Rewriting R code

What is this code doing?

Have a look at the following simple code control.

  d = 0
  wkd = 7
  w = 0
  nd = 0
  y = 0
  while(nd < 1000){
    d = d + 1
    if (d == wkd){
      d = 0
      w = w + 1
    }
    nd = nd + 1
    if (d == 365){
      y = y + 1
    }
  }
  print(w)
  print(y)

In the end you probably figured out what it does. It basically counts the number of days and weeks in the 1000 days that begin the statement. Well, the truth is, that you read it and have no idea what is happening. THat is bad. Nobody can fix if something goes wrong. There might be bug inside that you miss and you have no idea where - and there is a bug in the code. So what you happen if we just fix it with comments?

  #day counter
  d = 0
  #days in a week
  wkd = 7
  #number of weeks
  w = 0
  #number of days
  nd = 0
  #number of years
  y = 0
  while(nd < 1000){
    d = d + 1 #add a day
    if (d == wkd){ #check if week
      d = 0
      w = w + 1 #add 1 to weeks
    }
    nd = nd + 1 #add counter
    if (d == 365){ #check if days equal number of days in a year
      y = y + 1 #add one to year
    }
  }
  print(w)
  print(y)

Did I solve something? No. I made thing worse, less readable and longer. So let's make it slightly better.

  dayCounter = 0
  daysInWeek = 7
  nWeeks= 0
  nDays = 0
  nYears = 0
  while(nDays < 1000){
    dayCounter = dayCounter + 1
    if (dayCounter == daysInWeek){
      dayCounter = 0
      nWeeks = nWeeks + 1
    }
    nDays = nDays + 1
    if (dayCounter == 365){
      nYears = nYears + 1
    }
  }
  print(nWeeks)
  print(nDays)

Suddenly we don't need comments and also the bug is immediatelly clear.

if (dayCounter == 365){
  nYears = nYears + 1
}

Should be

if (nDays == 365){
  nYears = nYears + 1
}

But we can make things even better. Days in week is a constant, so we mark it as such. Also, days in week are variable but days in year are not. That is inconsistent. So following is more clear

DAYS_IN_WEEK = 7
DAYS_IN_YEAR = 365

Rewrite one line if for shorter code (if the language allows it)
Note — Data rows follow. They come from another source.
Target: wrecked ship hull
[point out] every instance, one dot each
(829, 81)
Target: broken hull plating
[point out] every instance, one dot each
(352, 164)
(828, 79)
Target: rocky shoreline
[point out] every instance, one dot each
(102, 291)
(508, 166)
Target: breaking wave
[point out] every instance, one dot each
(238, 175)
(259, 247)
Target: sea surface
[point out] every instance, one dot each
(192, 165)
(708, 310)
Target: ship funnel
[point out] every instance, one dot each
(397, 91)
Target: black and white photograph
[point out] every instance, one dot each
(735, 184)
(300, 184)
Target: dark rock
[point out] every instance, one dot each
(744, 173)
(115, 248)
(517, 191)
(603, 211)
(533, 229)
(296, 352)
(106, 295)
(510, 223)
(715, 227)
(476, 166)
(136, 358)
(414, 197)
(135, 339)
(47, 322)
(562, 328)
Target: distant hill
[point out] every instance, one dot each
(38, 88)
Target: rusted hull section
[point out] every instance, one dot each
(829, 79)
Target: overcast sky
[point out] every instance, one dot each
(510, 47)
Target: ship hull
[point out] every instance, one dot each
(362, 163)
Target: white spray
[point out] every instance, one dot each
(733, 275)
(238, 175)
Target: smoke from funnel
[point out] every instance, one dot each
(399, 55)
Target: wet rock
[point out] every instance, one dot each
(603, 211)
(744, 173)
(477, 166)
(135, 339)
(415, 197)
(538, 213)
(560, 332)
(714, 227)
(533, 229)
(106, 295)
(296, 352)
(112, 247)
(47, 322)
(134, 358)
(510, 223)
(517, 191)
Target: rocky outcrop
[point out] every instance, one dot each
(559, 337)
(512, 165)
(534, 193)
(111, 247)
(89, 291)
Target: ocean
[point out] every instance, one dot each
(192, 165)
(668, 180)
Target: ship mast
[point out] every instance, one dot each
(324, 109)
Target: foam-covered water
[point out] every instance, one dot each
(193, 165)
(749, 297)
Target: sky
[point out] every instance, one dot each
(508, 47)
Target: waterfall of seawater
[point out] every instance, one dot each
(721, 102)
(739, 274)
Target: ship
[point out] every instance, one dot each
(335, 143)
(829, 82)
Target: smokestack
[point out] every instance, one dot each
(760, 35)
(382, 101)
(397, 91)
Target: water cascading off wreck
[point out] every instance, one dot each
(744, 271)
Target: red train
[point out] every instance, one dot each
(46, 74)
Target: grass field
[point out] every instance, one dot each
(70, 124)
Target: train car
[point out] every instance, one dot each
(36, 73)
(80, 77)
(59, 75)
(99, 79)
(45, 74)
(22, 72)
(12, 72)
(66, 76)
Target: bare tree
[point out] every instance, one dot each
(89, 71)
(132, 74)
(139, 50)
if (dayCounter == 365) nYears = nYears + 1

And most importantly, put everything that does one thing into a function. Now the problem with R is that id doesn't allow two outputs from function, so we need to be smart about it. One option is to write two functions.

function = WeeksInDays(nDays){
  DAYS_IN_WEEK = 7
  dayCounter = 0
  nWeeks = 0
  for(i in 1:nDays){
    dayCounter = dayCounter + 1
    if (dayCounter == DAYS_IN_WEEK){
      dayCounter = 0
      nWeeks = nWeeks + 1
    }
  }
  return(nWeeks);
}
function = YearsInDays(nDays){
  DAYS_IN_YEAR = 365
  dayCounter = 0
  nYears = 0
  for(i in 1:nDays){
    dayCounter = dayCounter + 1
    if (dayCounter == DAYS_IN_YEAR){
      dayCounter = 0
      nYears = nYears + 1
    }
  }
  return(nYears);
}
print(WeeksInDays(1000))
print(YearsInDays(1000))

Now that looks better but actually, for loop is crap to do such thing. Always try to thing if there is simple sollution that uses less lines of code. Formely it was paramount to write economic code, but now readibility is preffered. So what about modulo?

function = WeeksInDays(nDays){
  DAYS_IN_WEEK = 7
  remainderDays = nDays %% DAYS_IN_WEEK
  nWeeks = (ndays - remainderDays) / DAYS_IN_WEEK
  return(nWeeks);
}
function = YearsInDays(nDays){
  DAYS_IN_YEAR = 365
  remainderDays = nDays %% DAYS_IN_YEAR
  nYears = (ndays - remainderDays) / DAYS_IN_YEAR
  return(nYears);
}
print(WeeksInDays(1000))
print(YearsInDays(1000))

And as a last touch, we see there is duplicit code, so let's deal with it right now.

function = DivideWithoutRemainder(num1, num2){
  remainder = num1 %% num2
  return((num1 - remainder) / num2)
}
function = WeeksInDays(nDays){
  nWeeks = DivideWithoutRemainder(nDays, 7)
  return(nWeeks);
}
function = YearsInDays(nDays){
  nYears = DivideWithoutRemainder(nDays, 365)
  return(nYears);
}
print(WeeksInDays(1000))
print(YearsInDays(1000))

This created legible structured code that is easy to maintain as well as understand. Didn't we go quite a trip from the horrific start?